Les relations entre les communistes français et la révolution cubaine sont l’objet parfois d’imputations critiques de la part de militants très investis dans les comités de solidarité, imputations salutaires lorsqu’elles participent d’une analyse nécessaire, légitime, et improductives lorsqu’elles relèvent de ressentiments politiques. Suggérer que le PCF trahirait, ou aurait trahi Cuba, relève de l’affirmation gratuite. Nous savons aujourd’hui, après l’aveuglement sur le « socialisme réel », que la solidarité n’est efficace que lucide, sans fétichisation, sans alignement.
La révolution cubaine a fait rêver des milliers de communistes français, et continue de leur être chère. Cela signifie-t-il pour autant que toute pensée critique deviendrait trahison ? Que nous serions condamnés à une sorte d’inconditionnalité, que nos camarades cubains ne demandent d’ailleurs pas ? Nous savons depuis le début qui est l’agressé et quel est le contexte géopolitique et historique. Cela dit, les dirigeants cubains le répètent souvent : la crise ne relève pas uniquement du seul blocus.
Les communistes français n’ont pas à rougir de leur rapport à la révolution cubaine. Les relations entre le PCF et le PCC ont toujours été correctes, même si elles ont connu des périodes plus ou moins froides, des hauts et des bas, des réticences…
Rarement les divergences ont été exprimées publiquement. Il est vrai qu’au moment de la « crise des fusées », le PCF resta en retrait, plutôt discret et aligné sur l’Union soviétique. Le PCC n’apprécia pas ce relatif déficit de solidarité, alors qu’en Italie notamment avaient lieu de grandes manifestations. À la fin des années 1960, un article publié dans la Nouvelle Critique, au moment de « l’offensive révolutionnaire » à Cuba, provoqua un clash sérieux. À la fin des années 1980, le PCF marqua une certaine prise de distance (faudrait-il refuser la complexité ?) avec expression publique de désaccords sur la conception de la démocratie, sur le parti unique (fruit de l’histoire à Cuba), etc., mais toujours dans l’affirmation d’une solidarité permanente. De même, dans les années 1990, avec notamment l’épisode des « balseros » (boat people) ; et dans les années 2000, avec la polémique sur les 75 arrestations…

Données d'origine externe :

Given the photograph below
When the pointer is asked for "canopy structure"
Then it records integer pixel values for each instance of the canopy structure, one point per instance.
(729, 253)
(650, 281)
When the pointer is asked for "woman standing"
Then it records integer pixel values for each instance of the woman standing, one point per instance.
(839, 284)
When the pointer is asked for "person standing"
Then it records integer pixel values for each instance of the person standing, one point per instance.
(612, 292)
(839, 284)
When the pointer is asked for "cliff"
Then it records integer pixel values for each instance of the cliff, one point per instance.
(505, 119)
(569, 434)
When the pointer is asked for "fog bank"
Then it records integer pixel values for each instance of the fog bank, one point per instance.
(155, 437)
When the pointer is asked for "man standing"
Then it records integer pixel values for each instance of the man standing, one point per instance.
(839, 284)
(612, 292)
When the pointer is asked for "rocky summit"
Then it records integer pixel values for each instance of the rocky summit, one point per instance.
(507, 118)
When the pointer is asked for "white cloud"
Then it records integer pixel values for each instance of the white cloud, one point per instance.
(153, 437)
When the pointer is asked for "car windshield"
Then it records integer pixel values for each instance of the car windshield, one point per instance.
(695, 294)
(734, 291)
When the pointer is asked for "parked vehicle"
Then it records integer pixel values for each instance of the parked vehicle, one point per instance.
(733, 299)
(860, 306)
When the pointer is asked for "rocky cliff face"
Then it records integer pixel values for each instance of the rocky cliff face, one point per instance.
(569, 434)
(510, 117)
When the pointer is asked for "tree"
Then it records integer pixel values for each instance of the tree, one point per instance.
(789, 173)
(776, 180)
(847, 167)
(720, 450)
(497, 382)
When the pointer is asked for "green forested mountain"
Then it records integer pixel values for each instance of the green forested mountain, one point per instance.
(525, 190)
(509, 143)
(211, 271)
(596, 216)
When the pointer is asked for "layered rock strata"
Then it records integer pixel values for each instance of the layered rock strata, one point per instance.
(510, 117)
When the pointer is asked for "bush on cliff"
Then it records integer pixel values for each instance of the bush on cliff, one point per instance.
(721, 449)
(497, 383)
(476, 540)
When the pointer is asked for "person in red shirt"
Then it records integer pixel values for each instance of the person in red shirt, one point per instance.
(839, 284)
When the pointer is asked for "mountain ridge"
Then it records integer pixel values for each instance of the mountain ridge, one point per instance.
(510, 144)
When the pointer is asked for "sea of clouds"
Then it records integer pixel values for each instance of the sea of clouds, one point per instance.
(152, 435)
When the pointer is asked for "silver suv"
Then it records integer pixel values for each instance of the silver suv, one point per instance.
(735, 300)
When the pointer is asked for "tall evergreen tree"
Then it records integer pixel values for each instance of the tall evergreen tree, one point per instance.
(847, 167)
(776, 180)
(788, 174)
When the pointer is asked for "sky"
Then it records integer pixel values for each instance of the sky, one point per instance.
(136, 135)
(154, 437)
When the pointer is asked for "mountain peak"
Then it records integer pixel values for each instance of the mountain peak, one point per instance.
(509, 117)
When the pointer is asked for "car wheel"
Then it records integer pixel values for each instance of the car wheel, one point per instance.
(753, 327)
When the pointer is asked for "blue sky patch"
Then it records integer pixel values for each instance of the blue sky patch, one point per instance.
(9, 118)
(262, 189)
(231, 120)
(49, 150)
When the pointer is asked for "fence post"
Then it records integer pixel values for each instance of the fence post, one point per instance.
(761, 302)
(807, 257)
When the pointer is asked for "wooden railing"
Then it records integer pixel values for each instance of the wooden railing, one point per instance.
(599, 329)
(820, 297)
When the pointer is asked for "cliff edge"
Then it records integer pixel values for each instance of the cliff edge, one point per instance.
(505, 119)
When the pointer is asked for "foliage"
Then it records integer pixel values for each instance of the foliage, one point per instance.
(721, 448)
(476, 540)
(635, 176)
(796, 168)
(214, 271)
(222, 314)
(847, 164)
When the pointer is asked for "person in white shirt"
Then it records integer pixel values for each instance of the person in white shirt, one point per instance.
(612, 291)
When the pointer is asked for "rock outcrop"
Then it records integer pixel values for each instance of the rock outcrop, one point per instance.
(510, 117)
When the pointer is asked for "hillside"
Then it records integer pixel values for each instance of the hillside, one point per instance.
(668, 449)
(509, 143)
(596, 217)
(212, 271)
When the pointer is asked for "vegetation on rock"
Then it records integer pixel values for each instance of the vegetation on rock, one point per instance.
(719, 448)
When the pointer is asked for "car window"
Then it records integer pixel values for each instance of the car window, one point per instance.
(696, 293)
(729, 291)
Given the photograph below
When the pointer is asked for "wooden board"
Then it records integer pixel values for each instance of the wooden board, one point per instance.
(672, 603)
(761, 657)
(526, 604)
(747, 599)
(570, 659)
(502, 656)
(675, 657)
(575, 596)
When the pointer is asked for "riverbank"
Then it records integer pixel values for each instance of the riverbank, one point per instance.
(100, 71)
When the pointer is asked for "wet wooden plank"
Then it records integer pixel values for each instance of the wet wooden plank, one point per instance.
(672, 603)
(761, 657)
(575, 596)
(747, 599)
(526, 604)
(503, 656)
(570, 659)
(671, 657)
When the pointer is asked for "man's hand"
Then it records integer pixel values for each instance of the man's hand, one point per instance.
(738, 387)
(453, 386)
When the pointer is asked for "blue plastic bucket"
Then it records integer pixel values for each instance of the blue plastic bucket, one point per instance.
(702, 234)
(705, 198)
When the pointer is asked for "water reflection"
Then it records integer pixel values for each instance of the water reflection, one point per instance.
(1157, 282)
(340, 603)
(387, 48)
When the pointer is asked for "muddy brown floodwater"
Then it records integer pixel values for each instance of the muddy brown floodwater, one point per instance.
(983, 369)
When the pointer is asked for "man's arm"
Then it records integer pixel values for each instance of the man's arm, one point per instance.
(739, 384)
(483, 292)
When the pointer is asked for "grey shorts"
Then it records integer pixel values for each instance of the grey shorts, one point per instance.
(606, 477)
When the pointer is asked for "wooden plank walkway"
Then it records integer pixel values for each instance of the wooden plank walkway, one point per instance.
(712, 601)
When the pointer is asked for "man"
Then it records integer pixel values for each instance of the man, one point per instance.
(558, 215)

Des désaccords, certes, mais toujours un soutien fondamental. Dès avril-mai 1960, le PCF prend l’initiative de mettre en route une association d’amitié vivante, née en officiellement en février 1961 : France-Cuba, encore active aujourd’hui. (Jacques Duclos en présida la réunion constitutive). On se souviendra aussi des premiers voyages de la solidarité de LVJ (Loisirs Vacances Jeunesse), du grand mouvement populaire lors de l’agression de la baie des Cochons (playa Girón). Jusqu’aux années 1980, c’est Georges Fournial qui exprimait la « ligne du parti » sur Cuba. Marqué par une culture de l’Internationale, Georges a cependant toujours porté un regard sensible et proche sur la révolution cubaine. À l’époque de l’eurocommunisme, considéré par nos camarades cubains comme du « réformisme », on me demanda d’écrire en empathie dans le « globalement positif », ce qui supposait une certaine retenue…
Je considère aujourd’hui qu’il n’y a pas de contradiction à parler d’« opposants cubains » et expliquer dans le même temps qu’ils sont, pour beaucoup d’entre eux, « en intelligence avec une puissance étrangère » qui les finance, les manipule. L’arrivée en Espagne des premiers d’entre eux, leurs déclarations ingrates et agressives ont fait tomber les masques.
Depuis 1959, le PCF est le seul parti français à avoir maintenu une ligne constante de solidarité anti-impérialiste avec la révolution cubaine, sans trop afficher publiquement les désaccords ponctuels, sans adhérer à tout…, sans ériger Cuba en modèle, mais en exemple (François Mitterrand, avant 1981, avait lui-même parlé d’« exemple cubain »). Tirer sur le PCF, fût-ce animé de bons sentiments, c’est se tromper de combat.